Second, psychotropic medications beyond lithium and valproic acid, including antipsychotics used as adjunctive agents, have profound effects on sleep continuity and architecture[6]. In addition, serum levels of mood stabilizers may influence neurophysiological sleep processes, yet pharmacokinetic monitoring was not integrated into the study. Future designs should therefore stratify patients by adjunctive antipsychotic use and, where possible, include therapeutic drug monitoring alongside objective sleep measures. Such approaches would clarify drug-specific contributions to sleep outcomes. A combined design using wearable-based sleep metrics, drug plasma-level monitoring, and stratification by adjunctive treatment could clarify drug-specific contributions to sleep physiology in bipolar disorder.

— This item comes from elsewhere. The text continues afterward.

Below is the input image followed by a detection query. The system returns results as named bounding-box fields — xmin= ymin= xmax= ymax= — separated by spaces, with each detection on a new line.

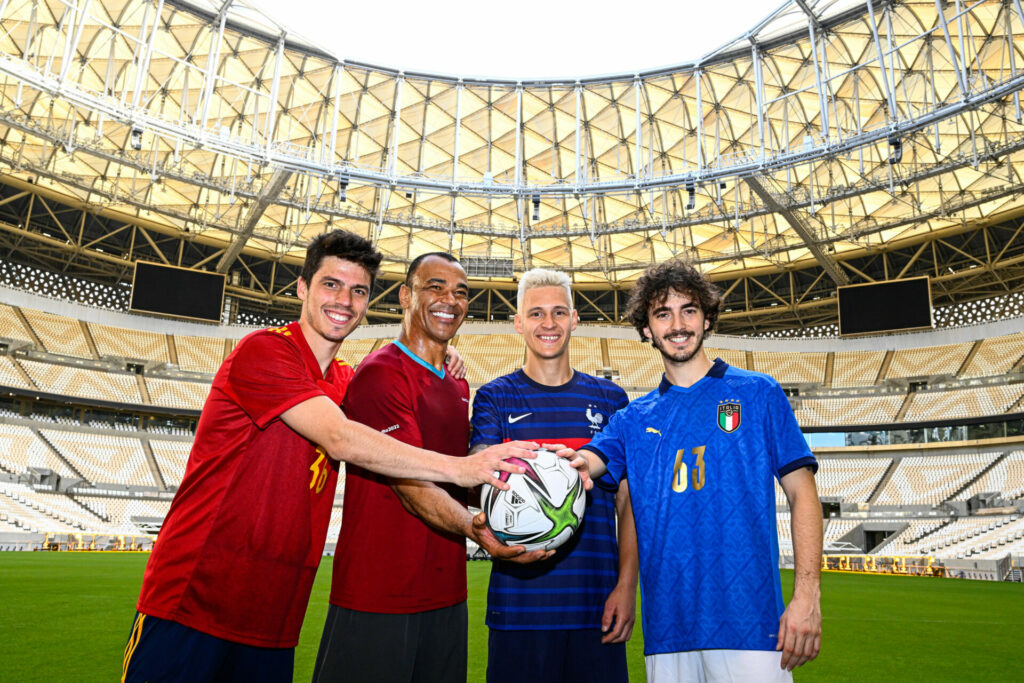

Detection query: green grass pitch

Finally, while the cross-sectional nature of the study limits causal inference, the results highlight lithium’s potential advantage in stabilizing sleep efficiency and reducing disturbances. Longitudinal studies that combine actigraphy or wearable monitoring with systematic medication profiling could determine whether these sleep-related benefits translate into lower relapse rates and improved functional trajectories. Such evidence could further support personalized medicine approaches, where treatment selection prioritizes both mood stabilization and restoration of healthy sleep.

In conclusion, Gokcay et al[1] provide important evidence suggesting that lithium may confer unique benefits for sleep regulation in bipolar disorder. I recommend that future investigations integrate objective technologies, account for pharmacological variables, and adopt longitudinal designs to elucidate further the interplay between sleep, mood stabilizers, and the course of illness.